The Journal of Social Psychology, 1968, 74, 13-23. CHINESE-AMERICAN CHILD-REARING PRACTICES AND JUVENILE DELINQUENCY* ^- ^ Department of Psychology, Mount Holyoke College RICHARD T . SOLLENBERGER
Bunzel and her co-workers (2) have pointed out that the Chinese baby and young child are never put on a rigid schedule in regard to any biological function. They eat and sleep according to their needs and not according to the clock. The pattern of indulgence is borne out in the interviews and in the daily observations of life in Chinatown.

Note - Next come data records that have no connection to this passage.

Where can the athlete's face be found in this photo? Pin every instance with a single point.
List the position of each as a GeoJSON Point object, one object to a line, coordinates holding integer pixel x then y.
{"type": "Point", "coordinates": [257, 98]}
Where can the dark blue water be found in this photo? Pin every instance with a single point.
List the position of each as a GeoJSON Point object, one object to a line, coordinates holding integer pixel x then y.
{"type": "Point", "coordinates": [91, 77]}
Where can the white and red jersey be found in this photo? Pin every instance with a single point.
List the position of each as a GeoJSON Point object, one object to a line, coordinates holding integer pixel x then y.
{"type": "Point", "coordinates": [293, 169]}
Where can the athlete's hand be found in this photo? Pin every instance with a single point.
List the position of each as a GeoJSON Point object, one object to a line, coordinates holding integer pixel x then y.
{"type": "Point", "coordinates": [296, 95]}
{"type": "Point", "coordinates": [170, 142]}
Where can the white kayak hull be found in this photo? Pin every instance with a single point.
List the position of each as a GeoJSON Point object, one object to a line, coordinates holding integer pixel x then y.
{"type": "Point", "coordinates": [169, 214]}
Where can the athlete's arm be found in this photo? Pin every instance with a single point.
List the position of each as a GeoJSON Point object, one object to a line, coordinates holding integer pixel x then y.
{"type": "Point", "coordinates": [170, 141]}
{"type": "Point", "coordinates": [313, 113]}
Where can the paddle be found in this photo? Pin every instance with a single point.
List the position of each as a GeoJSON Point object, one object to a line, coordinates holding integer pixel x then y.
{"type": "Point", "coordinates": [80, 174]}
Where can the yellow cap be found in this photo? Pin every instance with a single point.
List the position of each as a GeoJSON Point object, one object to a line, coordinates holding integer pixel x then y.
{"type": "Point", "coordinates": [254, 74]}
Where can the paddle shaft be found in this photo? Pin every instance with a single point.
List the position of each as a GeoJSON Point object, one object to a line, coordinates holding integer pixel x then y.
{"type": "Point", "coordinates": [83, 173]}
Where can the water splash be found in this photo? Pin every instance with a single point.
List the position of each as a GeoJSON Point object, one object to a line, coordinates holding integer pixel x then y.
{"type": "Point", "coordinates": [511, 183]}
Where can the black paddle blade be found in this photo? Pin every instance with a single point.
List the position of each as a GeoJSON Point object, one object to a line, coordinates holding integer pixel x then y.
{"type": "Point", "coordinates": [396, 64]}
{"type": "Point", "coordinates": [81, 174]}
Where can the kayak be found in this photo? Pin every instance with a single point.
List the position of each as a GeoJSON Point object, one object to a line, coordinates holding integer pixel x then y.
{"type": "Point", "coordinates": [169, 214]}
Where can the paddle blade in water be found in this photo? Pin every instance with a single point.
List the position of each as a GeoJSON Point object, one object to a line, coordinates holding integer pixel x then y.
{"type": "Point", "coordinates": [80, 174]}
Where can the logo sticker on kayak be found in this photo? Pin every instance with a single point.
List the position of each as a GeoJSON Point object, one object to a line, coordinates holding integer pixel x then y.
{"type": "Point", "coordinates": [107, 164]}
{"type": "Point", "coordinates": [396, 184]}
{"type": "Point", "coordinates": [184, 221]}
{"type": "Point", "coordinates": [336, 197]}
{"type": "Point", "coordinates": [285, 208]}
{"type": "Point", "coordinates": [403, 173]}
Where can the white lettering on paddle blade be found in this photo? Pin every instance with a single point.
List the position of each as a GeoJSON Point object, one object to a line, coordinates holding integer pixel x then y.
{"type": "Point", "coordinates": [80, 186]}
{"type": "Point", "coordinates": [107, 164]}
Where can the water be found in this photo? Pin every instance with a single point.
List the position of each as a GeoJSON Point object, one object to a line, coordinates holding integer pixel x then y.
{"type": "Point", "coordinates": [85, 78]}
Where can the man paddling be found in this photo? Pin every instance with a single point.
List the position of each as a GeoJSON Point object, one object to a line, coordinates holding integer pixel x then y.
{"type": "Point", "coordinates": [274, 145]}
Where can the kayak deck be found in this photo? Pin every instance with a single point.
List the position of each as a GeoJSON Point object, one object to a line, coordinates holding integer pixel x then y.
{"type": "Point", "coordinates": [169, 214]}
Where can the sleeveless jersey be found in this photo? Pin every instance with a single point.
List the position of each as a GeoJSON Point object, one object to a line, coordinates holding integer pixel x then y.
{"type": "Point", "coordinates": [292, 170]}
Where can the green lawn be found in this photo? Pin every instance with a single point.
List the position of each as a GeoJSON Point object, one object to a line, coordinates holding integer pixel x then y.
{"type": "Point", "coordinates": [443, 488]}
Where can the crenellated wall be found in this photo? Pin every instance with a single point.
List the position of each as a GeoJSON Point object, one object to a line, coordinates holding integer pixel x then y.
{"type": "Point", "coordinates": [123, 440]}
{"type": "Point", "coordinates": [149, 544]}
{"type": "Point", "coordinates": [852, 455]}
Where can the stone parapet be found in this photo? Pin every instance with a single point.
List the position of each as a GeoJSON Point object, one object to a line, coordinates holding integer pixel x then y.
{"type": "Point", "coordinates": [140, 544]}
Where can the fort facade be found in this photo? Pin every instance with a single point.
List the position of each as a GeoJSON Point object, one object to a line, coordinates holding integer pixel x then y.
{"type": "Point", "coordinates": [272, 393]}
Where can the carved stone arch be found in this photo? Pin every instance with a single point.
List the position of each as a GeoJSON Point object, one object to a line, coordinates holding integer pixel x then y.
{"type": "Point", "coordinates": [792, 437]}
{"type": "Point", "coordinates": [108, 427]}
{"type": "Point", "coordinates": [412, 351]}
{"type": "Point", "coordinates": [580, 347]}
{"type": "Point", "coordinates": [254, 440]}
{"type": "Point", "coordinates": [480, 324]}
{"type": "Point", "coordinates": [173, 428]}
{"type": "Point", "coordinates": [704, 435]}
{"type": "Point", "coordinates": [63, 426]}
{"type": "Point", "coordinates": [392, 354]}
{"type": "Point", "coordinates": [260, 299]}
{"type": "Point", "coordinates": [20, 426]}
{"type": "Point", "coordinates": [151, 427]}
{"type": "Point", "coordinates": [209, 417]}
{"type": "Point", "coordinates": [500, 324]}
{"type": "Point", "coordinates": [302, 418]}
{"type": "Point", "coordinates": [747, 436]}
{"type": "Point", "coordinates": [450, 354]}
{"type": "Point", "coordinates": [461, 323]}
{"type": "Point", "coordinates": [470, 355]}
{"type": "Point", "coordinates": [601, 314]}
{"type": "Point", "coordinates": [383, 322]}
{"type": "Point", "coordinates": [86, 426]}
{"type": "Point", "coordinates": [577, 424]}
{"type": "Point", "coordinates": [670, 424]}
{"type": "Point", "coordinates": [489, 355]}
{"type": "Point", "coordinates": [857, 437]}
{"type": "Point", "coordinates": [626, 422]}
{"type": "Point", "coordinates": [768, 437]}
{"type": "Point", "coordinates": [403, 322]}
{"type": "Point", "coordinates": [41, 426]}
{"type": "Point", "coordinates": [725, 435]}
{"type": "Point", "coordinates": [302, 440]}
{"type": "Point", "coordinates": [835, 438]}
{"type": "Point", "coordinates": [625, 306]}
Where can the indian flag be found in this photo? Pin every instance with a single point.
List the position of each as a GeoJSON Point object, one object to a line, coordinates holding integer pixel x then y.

The lack of concern with bedtime is corroborated by the observation that one sees in Chinese restaurants, even quite late in the evening, families with their small children. This observer, standing on a busy corner one evening, counted 17 small children pass him from 10:30 p.m. to 10:45 p.m. The child is disciplined, but the punishment generally used is withdrawal from the social life of the family, or the deprivation of special privileges or objects, rather than physical punishment. Very rarely, if ever, is the child ridiculed. No mother reported that this form of discipline was used by the father, and very few of the mothers themselves resorted to it. The rather gentle treatment of the first years probably builds up a feeling of security and confidence in the child, which may effectively counteract or reduce the frustrations of rigid discipline later on. The tolerant attitude toward training the young child is best expressed by the statement of Bunzel’s informant: “A child under 3 years does not understand things, at 3 or 4 they understand but forget things quickly, but by 6 years of age their memory for commands and prohibitions is good enough so that demands can be, and are, more rigidly enforced”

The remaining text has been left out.